La Guerre de Troie n'aura pas lieu by Jean Giraudoux

La Guerre de Troie n'aura pas lieu by Jean Giraudoux

Auteur:Jean Giraudoux [Giraudoux, Jean]
La langue: fra
Format: epub
Tags: Téâtre
Éditeur: Ebooks libres et gratuits
Publié: 2011-02-21T04:00:00+00:00


SCÈNE CINQUIÈME

LES MÊMES, PRIAM, HECTOR, puis ANDROMAQUE, puis HÉLÈNE.

Pendant la fermeture des portes, Andromaque prend à part la petite Polyxène, et lui confie une commission ou un secret.

HECTOR. – Elle va l’être.

DEMOKOS. – Un moment, Hector !

HECTOR. – La cérémonie n’est pas prête ?

HÉCUBE. – Si. Les gonds nagent dans l’huile d’olive.

HECTOR. – Alors ?

PRIAM. – Ce que nos amis veulent dire, Hector, c’est que la guerre aussi est prête. Réfléchis bien. Ils n’ont pas tort. Si tu fermes cette porte, il va peut-être falloir la rouvrir dans une minute.

HÉCUBE. – Une minute de paix, c’est bon à prendre.

HECTOR. – Mon père, tu dois pourtant savoir ce que signifie la paix pour des hommes qui depuis des mois se battent. C’est toucher enfin le fond pour ceux qui se noient ou s’enlisent. Laisse-nous prendre pied sur le moindre carré de paix, effleurer la paix une minute, fût-ce de l’orteil !

PRIAM. – Hector, songe que jeter aujourd’hui la paix dans la ville est aussi coupable que d’y jeter un poison. Tu vas y détendre le cuir et le fer. Tu vas frapper avec le mot paix la monnaie courante des souvenirs, des affections, des espoirs. Les soldats vont se précipiter pour acheter le pain de paix, boire le vin de paix, étreindre la femme de paix, et dans une heure tu les remettras face à la guerre.

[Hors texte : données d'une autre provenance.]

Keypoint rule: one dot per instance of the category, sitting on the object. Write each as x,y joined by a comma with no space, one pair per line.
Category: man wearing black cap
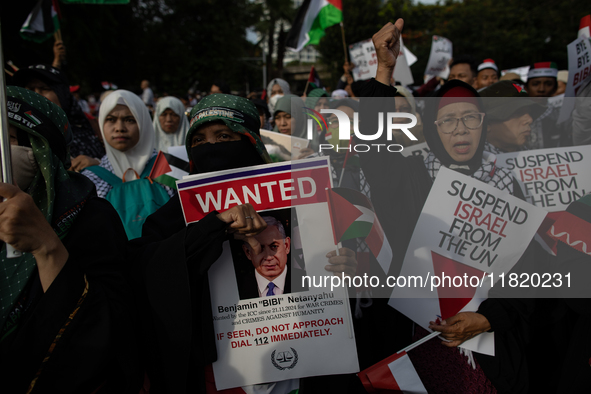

HECTOR. – La guerre n’aura pas lieu !

On entend des clameurs du côté du port.

DEMOKOS. – Non ? Écoute !

HECTOR. – Fermons les portes. C’est ici que nous recevrons tout à l’heure les Grecs. La conversation sera déjà assez rude. Il convient de les recevoir dans la paix.

PRIAM. – Mon fils, savons-nous même si nous devons permettre aux Grecs de débarquer ?

HECTOR. – Ils débarqueront. L’entrevue avec Ulysse est notre dernière chance de paix.

DEMOKOS. – Ils ne débarqueront pas. Notre honneur est en jeu. Nous serions la risée du monde…

HECTOR. – Et tu prends sur toi de conseiller au Sénat une mesure qui signifie la guerre ?

DEMOKOS. – Sur moi ? Tu tombes mal. Avance, Busiris. Ta mission commence.

HECTOR. – Quel est cet étranger ?

DEMOKOS. – Cet étranger est le plus grand expert vivant du droit des peuples. Notre chance veut qu’il soit aujourd’hui de passage dans Troie. Tu ne diras pas que c’est un témoin partial. C’est un neutre. Notre Sénat se range à son avis, qui sera demain celui de toutes les nations.

HECTOR. – Et quel est ton avis ?

BUSIRIS. – Mon avis, princes, après constat de visu et enquête subséquente, est que les Grecs se sont rendus vis-à-vis de Troie coupables de trois manquements aux règles internationales. Leur permettre de débarquer serait vous retirer cette qualité d’offensés qui vous vaudra, dans le conflit, la sympathie universelle.

HECTOR. – Explique-toi.

BUSIRIS. – Premièrement ils ont hissé leur pavillon au ramat et non à l’écoutière. Un navire de guerre, princes et chers collègues, hisse sa flamme au ramat dans le seul cas de réponse au salut d’un bateau chargé de bœufs. Devant une ville et sa population, c’est donc le type même de l’insulte.